What about California that has been facing a major drought for years now? For one, the decline of State and Federal financial support for major water saving plans over the past decade has stressed the situation. Today, most Californian cities rely mainly on imported water: according to San Diego Water Authority, the city imports about 80% of its water.
Still, the global water market is estimated at about $600 billion, and this leads Scott Bryan, the chief operating officer at the non profit Imagine H20, to ask : “Why don’t we have more entrepreneurs and investors looking into this issue?”
The truth is that more and more companies are trying to solve the water scarcity issue, reinventing desalination, treating waste to (re)use grey water , focusing on efficient ways to produce more water with less energy, and even state organizations encouraging innovation by releasing funds. An interesting example is the Carlsbad desalination plant that received approvals from San Diego County Water Authority for a $1 billion project to create a desalination plant that will provide 50 Million gallons of fresh water per day by 2015 using half the energy usually needed for such plants. But more broadly this is an opportunity for innovative startups to apply breakthrough technology reducing water use, creating devices detecting leaks in the water distribution systems, improving wastewater treatment and even using drones to help growers optimize their water usage. Innovation also come from countries that face similar problems; California has a partnership with Israel on innovative solutions to face the Water Crisis..
But a larger gain can be obtained by changing consumption habits. Innovation can pave the way towards water consumption reduction, but a far more rewarding and sustainable solution is only attainable with water conservation. The Lake Mead’s situation speaks for itself: instead of questioning its habits in water use, Las Vegas want to bypass Water scarcity in Lake Mead by building a $15 billion new pipeline from an aquifer in inner Nevada. According to Barnett, even if this project comes to light, the city will eventually have to reduce the population of Vegas.

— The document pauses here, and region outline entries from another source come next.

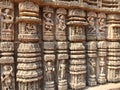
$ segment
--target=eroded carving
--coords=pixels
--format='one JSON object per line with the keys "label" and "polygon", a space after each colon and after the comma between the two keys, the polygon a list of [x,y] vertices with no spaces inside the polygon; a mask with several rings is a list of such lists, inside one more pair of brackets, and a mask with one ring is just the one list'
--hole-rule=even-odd
{"label": "eroded carving", "polygon": [[10,65],[5,65],[1,76],[2,90],[13,90],[13,67]]}

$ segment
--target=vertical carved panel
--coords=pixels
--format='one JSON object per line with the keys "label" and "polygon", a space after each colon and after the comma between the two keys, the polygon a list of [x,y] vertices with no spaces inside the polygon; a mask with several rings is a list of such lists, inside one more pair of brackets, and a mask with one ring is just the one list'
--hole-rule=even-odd
{"label": "vertical carved panel", "polygon": [[108,62],[107,62],[107,79],[109,82],[120,81],[120,25],[119,14],[108,15]]}
{"label": "vertical carved panel", "polygon": [[[106,61],[107,61],[107,25],[106,15],[99,13],[97,18],[97,81],[100,84],[106,83]],[[99,40],[99,41],[98,41]]]}
{"label": "vertical carved panel", "polygon": [[11,0],[0,1],[1,42],[1,90],[15,90],[14,71],[14,4]]}
{"label": "vertical carved panel", "polygon": [[44,90],[55,90],[55,43],[53,8],[43,8]]}
{"label": "vertical carved panel", "polygon": [[96,68],[97,68],[97,43],[89,41],[87,43],[87,80],[89,86],[97,85]]}
{"label": "vertical carved panel", "polygon": [[81,89],[86,86],[85,66],[85,12],[80,9],[70,9],[68,14],[70,65],[69,86],[71,89]]}
{"label": "vertical carved panel", "polygon": [[88,85],[97,85],[96,68],[97,68],[97,28],[96,28],[96,17],[95,12],[88,12],[88,28],[87,28],[87,67],[88,67]]}
{"label": "vertical carved panel", "polygon": [[18,90],[41,90],[41,48],[38,43],[39,6],[25,1],[19,3],[19,35],[17,81]]}
{"label": "vertical carved panel", "polygon": [[66,35],[66,14],[64,8],[58,8],[56,11],[56,40],[57,40],[57,79],[58,90],[68,90],[67,86],[67,61],[68,44]]}
{"label": "vertical carved panel", "polygon": [[98,42],[98,58],[97,58],[97,81],[100,84],[106,83],[107,79],[107,68],[106,68],[106,62],[107,62],[107,42],[106,41],[99,41]]}

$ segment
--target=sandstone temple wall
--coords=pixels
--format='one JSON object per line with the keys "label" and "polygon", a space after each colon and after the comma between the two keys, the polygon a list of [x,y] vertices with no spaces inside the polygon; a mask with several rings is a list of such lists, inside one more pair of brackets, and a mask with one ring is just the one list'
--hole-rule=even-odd
{"label": "sandstone temple wall", "polygon": [[120,1],[0,0],[0,77],[0,90],[120,83]]}

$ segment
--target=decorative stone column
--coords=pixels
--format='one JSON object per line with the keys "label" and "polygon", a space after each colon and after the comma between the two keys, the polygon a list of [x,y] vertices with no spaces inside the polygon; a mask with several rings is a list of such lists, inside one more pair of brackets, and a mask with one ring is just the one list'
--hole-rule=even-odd
{"label": "decorative stone column", "polygon": [[18,90],[41,90],[41,48],[37,35],[41,20],[38,16],[37,4],[29,1],[19,2]]}
{"label": "decorative stone column", "polygon": [[14,4],[11,0],[0,1],[0,19],[0,90],[15,90]]}
{"label": "decorative stone column", "polygon": [[96,17],[95,12],[88,12],[87,20],[87,83],[89,86],[97,85],[96,67],[97,67],[97,42],[96,42]]}
{"label": "decorative stone column", "polygon": [[53,8],[43,8],[44,90],[55,90],[55,37]]}
{"label": "decorative stone column", "polygon": [[68,90],[67,85],[67,62],[68,42],[66,28],[67,10],[58,8],[56,11],[56,43],[57,43],[57,84],[58,90]]}
{"label": "decorative stone column", "polygon": [[97,82],[106,83],[106,61],[107,61],[107,25],[106,14],[99,13],[97,16]]}
{"label": "decorative stone column", "polygon": [[71,89],[82,89],[86,86],[85,60],[85,12],[80,9],[69,9],[69,86]]}
{"label": "decorative stone column", "polygon": [[109,82],[120,81],[120,15],[108,15],[108,61],[107,79]]}

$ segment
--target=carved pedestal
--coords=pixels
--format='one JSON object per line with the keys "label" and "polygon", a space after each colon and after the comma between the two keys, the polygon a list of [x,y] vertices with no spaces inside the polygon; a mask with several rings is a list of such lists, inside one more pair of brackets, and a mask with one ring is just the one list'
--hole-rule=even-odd
{"label": "carved pedestal", "polygon": [[41,90],[42,59],[37,35],[37,25],[40,23],[38,13],[39,7],[35,3],[19,3],[18,90]]}
{"label": "carved pedestal", "polygon": [[71,89],[81,89],[86,86],[85,66],[85,12],[79,9],[70,9],[68,14],[69,25],[69,86]]}

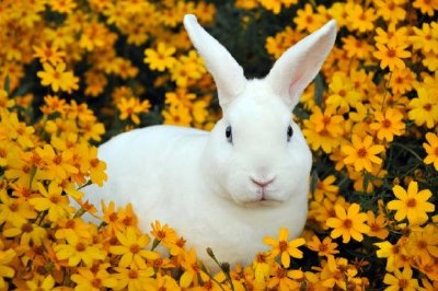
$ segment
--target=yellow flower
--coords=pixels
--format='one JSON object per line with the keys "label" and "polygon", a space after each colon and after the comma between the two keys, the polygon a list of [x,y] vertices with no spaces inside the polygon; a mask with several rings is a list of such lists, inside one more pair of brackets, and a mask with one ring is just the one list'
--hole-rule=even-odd
{"label": "yellow flower", "polygon": [[415,0],[412,5],[429,16],[434,16],[435,10],[438,10],[437,0]]}
{"label": "yellow flower", "polygon": [[378,48],[373,56],[380,60],[380,68],[389,67],[390,71],[395,69],[404,69],[405,65],[403,59],[411,57],[411,53],[405,50],[407,45],[397,45],[389,43],[388,45],[376,44]]}
{"label": "yellow flower", "polygon": [[362,233],[368,233],[370,229],[365,223],[367,214],[359,211],[360,206],[357,203],[353,203],[347,210],[339,205],[335,205],[336,218],[330,218],[326,222],[333,229],[331,236],[333,238],[342,236],[344,243],[348,243],[351,237],[361,242],[364,240]]}
{"label": "yellow flower", "polygon": [[280,255],[281,264],[285,268],[290,266],[290,257],[302,258],[302,252],[298,249],[299,246],[304,245],[304,238],[296,238],[288,242],[289,232],[286,228],[281,228],[278,232],[278,240],[273,237],[265,237],[263,242],[273,247],[269,254],[273,257]]}
{"label": "yellow flower", "polygon": [[169,228],[168,224],[164,224],[161,226],[160,221],[155,221],[154,223],[151,223],[151,234],[162,244],[165,246],[170,246],[176,243],[176,232]]}
{"label": "yellow flower", "polygon": [[125,232],[116,231],[116,236],[122,245],[111,246],[110,253],[122,255],[120,261],[118,263],[120,268],[132,268],[136,266],[139,269],[145,269],[146,259],[159,258],[159,254],[145,249],[149,244],[149,236],[146,234],[139,235],[138,230],[135,228],[129,226]]}
{"label": "yellow flower", "polygon": [[54,290],[55,287],[55,279],[49,276],[38,276],[35,275],[32,280],[26,281],[26,287],[31,291],[48,291],[48,290]]}
{"label": "yellow flower", "polygon": [[115,288],[118,283],[117,279],[113,278],[105,270],[105,267],[100,268],[99,271],[92,271],[89,268],[78,268],[77,273],[71,275],[71,281],[77,283],[76,290],[100,291],[103,288]]}
{"label": "yellow flower", "polygon": [[32,203],[10,197],[7,189],[0,189],[0,223],[22,224],[37,216]]}
{"label": "yellow flower", "polygon": [[117,104],[117,108],[120,110],[120,119],[125,120],[129,117],[130,120],[132,120],[132,123],[136,125],[140,124],[140,118],[138,115],[140,113],[148,113],[150,106],[151,105],[148,100],[145,100],[140,103],[140,100],[137,97],[122,97]]}
{"label": "yellow flower", "polygon": [[407,256],[404,245],[401,241],[392,245],[390,242],[374,244],[379,249],[376,252],[378,258],[387,258],[387,271],[394,271],[394,269],[402,266],[403,258]]}
{"label": "yellow flower", "polygon": [[81,261],[87,267],[91,267],[95,260],[102,260],[106,257],[102,247],[91,244],[90,240],[69,233],[66,241],[66,244],[55,245],[54,251],[58,259],[67,259],[71,267],[78,266]]}
{"label": "yellow flower", "polygon": [[265,282],[267,278],[269,278],[272,264],[273,264],[272,256],[268,256],[267,254],[264,253],[258,253],[255,255],[255,258],[252,264],[252,267],[254,269],[255,282],[262,283]]}
{"label": "yellow flower", "polygon": [[188,288],[193,282],[197,282],[197,276],[200,272],[200,267],[197,263],[196,252],[194,248],[185,252],[183,254],[183,261],[181,263],[181,267],[184,272],[180,278],[180,286],[182,288]]}
{"label": "yellow flower", "polygon": [[287,270],[281,266],[276,264],[272,270],[272,276],[267,281],[267,288],[269,290],[279,290],[279,291],[289,291],[289,290],[299,290],[301,287],[301,282],[298,280],[301,272],[299,270]]}
{"label": "yellow flower", "polygon": [[374,21],[378,18],[372,8],[364,10],[360,4],[355,4],[347,13],[347,20],[353,30],[360,33],[369,32],[374,28]]}
{"label": "yellow flower", "polygon": [[53,66],[62,62],[62,58],[66,56],[66,53],[59,51],[57,46],[47,46],[46,43],[41,46],[34,46],[33,49],[35,51],[34,57],[39,58],[43,63],[48,61]]}
{"label": "yellow flower", "polygon": [[8,266],[12,259],[16,256],[15,251],[12,248],[8,251],[0,251],[0,289],[8,290],[8,284],[4,278],[12,278],[15,275],[15,270]]}
{"label": "yellow flower", "polygon": [[304,9],[297,10],[293,22],[297,24],[298,31],[312,33],[320,28],[326,22],[326,19],[320,13],[315,13],[312,5],[307,3]]}
{"label": "yellow flower", "polygon": [[385,21],[396,23],[403,21],[406,15],[406,11],[402,8],[405,3],[404,0],[374,0],[377,14],[382,16]]}
{"label": "yellow flower", "polygon": [[70,13],[76,9],[77,2],[73,0],[49,0],[48,4],[51,7],[54,11],[60,12],[60,13]]}
{"label": "yellow flower", "polygon": [[307,246],[309,249],[318,252],[318,255],[321,257],[328,257],[339,253],[339,251],[336,249],[337,244],[333,243],[330,236],[324,237],[324,240],[321,242],[320,237],[313,235],[312,241],[308,242]]}
{"label": "yellow flower", "polygon": [[418,280],[412,279],[413,271],[411,268],[404,268],[403,271],[399,269],[394,270],[394,275],[387,273],[383,278],[383,282],[389,287],[384,290],[388,291],[416,291],[418,290]]}
{"label": "yellow flower", "polygon": [[361,139],[359,136],[353,135],[351,146],[342,147],[342,151],[346,155],[344,159],[345,164],[353,164],[357,172],[362,170],[372,172],[372,164],[380,165],[382,163],[382,159],[377,154],[383,152],[384,148],[380,144],[372,146],[371,136],[366,136]]}
{"label": "yellow flower", "polygon": [[412,230],[406,247],[410,256],[420,258],[423,263],[438,258],[438,226],[433,223]]}
{"label": "yellow flower", "polygon": [[49,63],[43,63],[43,71],[38,71],[36,74],[42,79],[43,85],[50,85],[55,92],[59,90],[71,92],[77,90],[79,78],[73,75],[72,71],[66,71],[66,63],[59,62],[56,67],[51,67]]}
{"label": "yellow flower", "polygon": [[151,267],[143,269],[132,266],[132,268],[126,269],[115,267],[114,278],[117,279],[117,286],[114,290],[147,290],[146,287],[150,286],[154,271]]}
{"label": "yellow flower", "polygon": [[427,92],[425,88],[418,88],[418,97],[411,100],[407,116],[415,125],[426,125],[434,128],[438,124],[438,96]]}
{"label": "yellow flower", "polygon": [[368,225],[370,226],[370,232],[367,234],[368,236],[376,236],[380,240],[384,240],[389,235],[389,231],[387,229],[387,219],[383,214],[379,214],[376,217],[374,212],[371,210],[367,212],[368,216]]}
{"label": "yellow flower", "polygon": [[145,50],[145,62],[149,65],[151,70],[163,72],[165,69],[171,69],[175,63],[175,54],[173,46],[166,46],[164,43],[159,43],[157,49],[147,48]]}
{"label": "yellow flower", "polygon": [[[435,25],[437,25],[437,23],[435,23]],[[437,26],[435,25],[423,23],[422,28],[413,27],[415,35],[411,36],[410,39],[415,49],[422,50],[423,54],[430,51],[438,54],[438,34],[436,33]]]}
{"label": "yellow flower", "polygon": [[341,115],[334,114],[333,107],[326,108],[324,113],[320,107],[315,107],[310,118],[303,121],[302,132],[312,150],[322,149],[325,153],[331,153],[341,143],[339,137],[344,132],[343,121]]}
{"label": "yellow flower", "polygon": [[434,164],[436,171],[438,171],[438,136],[433,132],[426,133],[427,142],[423,143],[423,148],[426,150],[427,156],[424,159],[425,164]]}
{"label": "yellow flower", "polygon": [[50,144],[36,149],[36,153],[45,162],[44,172],[48,178],[66,179],[69,174],[78,174],[79,170],[73,165],[71,150],[55,152]]}
{"label": "yellow flower", "polygon": [[395,220],[402,221],[407,218],[411,224],[423,224],[427,221],[426,212],[433,212],[435,206],[427,200],[431,197],[429,189],[418,191],[418,184],[411,182],[407,191],[399,185],[392,188],[397,199],[388,203],[388,209],[396,210]]}
{"label": "yellow flower", "polygon": [[164,125],[189,126],[193,120],[189,109],[183,104],[171,105],[161,114],[164,117]]}
{"label": "yellow flower", "polygon": [[146,290],[180,291],[181,288],[172,277],[168,275],[163,276],[160,272],[157,272],[157,278],[154,280],[151,280],[151,282],[146,287]]}
{"label": "yellow flower", "polygon": [[336,181],[334,175],[328,175],[323,181],[316,182],[316,187],[313,193],[315,201],[322,201],[324,197],[328,198],[330,200],[336,200],[336,195],[339,191],[339,187],[333,185]]}
{"label": "yellow flower", "polygon": [[48,210],[47,217],[50,221],[56,222],[73,212],[74,209],[70,206],[68,197],[62,195],[58,183],[50,182],[47,189],[42,183],[38,183],[37,187],[42,197],[32,198],[30,202],[38,211]]}
{"label": "yellow flower", "polygon": [[402,136],[405,125],[403,123],[403,114],[397,109],[388,108],[384,112],[374,112],[377,123],[370,125],[370,129],[377,131],[377,138],[380,140],[392,141],[394,136]]}

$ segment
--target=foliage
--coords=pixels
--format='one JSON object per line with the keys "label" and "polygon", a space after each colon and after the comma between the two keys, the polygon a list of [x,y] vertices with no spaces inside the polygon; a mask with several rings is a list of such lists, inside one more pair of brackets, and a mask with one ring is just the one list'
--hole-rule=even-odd
{"label": "foliage", "polygon": [[[437,290],[437,10],[436,0],[1,1],[0,290]],[[296,240],[278,230],[251,266],[218,263],[218,273],[172,225],[141,233],[129,205],[103,203],[99,225],[82,219],[100,206],[81,187],[106,179],[96,144],[219,118],[185,13],[249,77],[338,24],[295,112],[314,156],[308,228]]]}

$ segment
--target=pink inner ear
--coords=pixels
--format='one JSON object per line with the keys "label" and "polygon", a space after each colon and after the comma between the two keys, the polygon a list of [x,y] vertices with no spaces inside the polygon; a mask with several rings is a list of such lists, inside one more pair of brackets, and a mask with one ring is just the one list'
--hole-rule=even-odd
{"label": "pink inner ear", "polygon": [[[290,81],[289,91],[288,91],[290,98],[293,96],[293,91],[297,91],[298,83],[300,83],[301,79],[302,79],[302,73],[297,73],[293,77],[293,79]],[[291,100],[291,102],[293,102],[293,101]]]}

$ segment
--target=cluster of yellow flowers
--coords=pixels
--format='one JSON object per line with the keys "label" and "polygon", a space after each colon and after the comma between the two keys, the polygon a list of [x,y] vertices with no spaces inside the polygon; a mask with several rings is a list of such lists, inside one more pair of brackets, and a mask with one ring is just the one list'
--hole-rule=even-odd
{"label": "cluster of yellow flowers", "polygon": [[297,110],[314,153],[302,237],[278,230],[250,266],[208,249],[212,273],[172,225],[145,234],[129,205],[82,199],[106,179],[105,133],[214,126],[214,82],[182,28],[186,13],[214,23],[206,2],[0,2],[0,290],[437,290],[437,0],[223,4],[244,26],[288,19],[264,37],[273,59],[337,21]]}

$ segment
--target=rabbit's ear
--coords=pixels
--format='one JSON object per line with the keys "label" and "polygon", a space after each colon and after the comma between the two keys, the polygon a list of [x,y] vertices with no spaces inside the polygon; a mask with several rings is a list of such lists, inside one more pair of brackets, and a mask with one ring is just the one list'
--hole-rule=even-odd
{"label": "rabbit's ear", "polygon": [[336,22],[307,36],[286,50],[266,77],[272,89],[295,108],[308,84],[316,77],[336,39]]}
{"label": "rabbit's ear", "polygon": [[215,79],[219,103],[223,108],[244,89],[246,79],[243,69],[230,53],[198,24],[195,15],[185,15],[184,26]]}

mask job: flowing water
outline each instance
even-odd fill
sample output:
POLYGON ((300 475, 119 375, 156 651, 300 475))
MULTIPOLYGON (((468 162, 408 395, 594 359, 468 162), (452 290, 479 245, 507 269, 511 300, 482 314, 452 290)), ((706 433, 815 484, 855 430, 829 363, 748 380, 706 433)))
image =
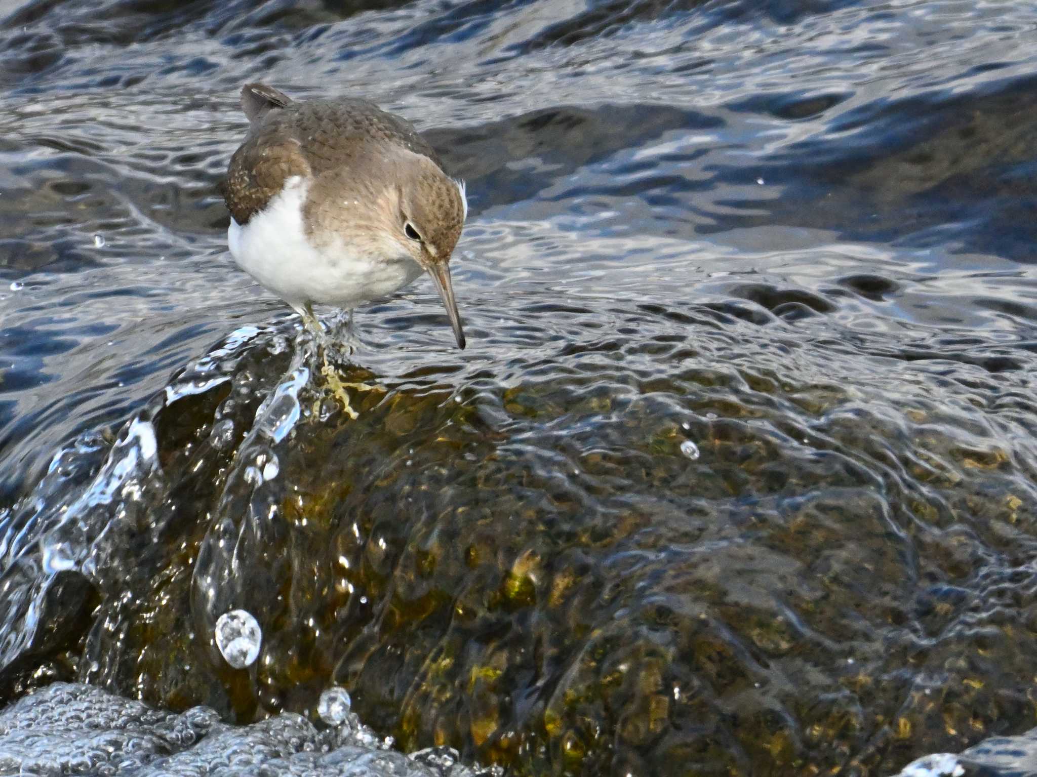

Here are some numbers: even if we can commend Las Vegas on cutting by 40% its water use over the past 25 years, each person still uses 219 gallons a year on average and the city’s population has tripled; the water demand is still growing. In comparison, San Franciscans use only 49 gallons a year. The Study of Cahill and Lund comparing California and Australia shows that the latter managed to create a consciousness toward water scarcity, enforcing a smarter use of water.
Still, the American government recently began to implement more rules aiming at reducing water consumption. July 15th the State Water Resources Control Board imposed the first-ever rule to penalize water wasters, charging a $500 fine in order to prevent people from watering driveways and sidewalks or using drinking water for decorative fountains. This rule could promote recycled water use.
Combining water saving practices, water reuse, and the development of innovative wastewater recycling could save up to 14 million acre-feet which would be enough to supply all California’s cities for a year according to the National Resources Defense Council.
The State has so far based its efforts on making people aware of the water scarcity using fines and increased prices as a threat but that won’t have a sustainable impact. What is the right incentive? According to Dean Amhaus, head of the Water Council, “saving money on water bills isn’t going to be a big motivator” as “water has been cheap and it will continue to be cheap”. But people have to realize that the threat “is not the price, it’s whether its even going to be available”.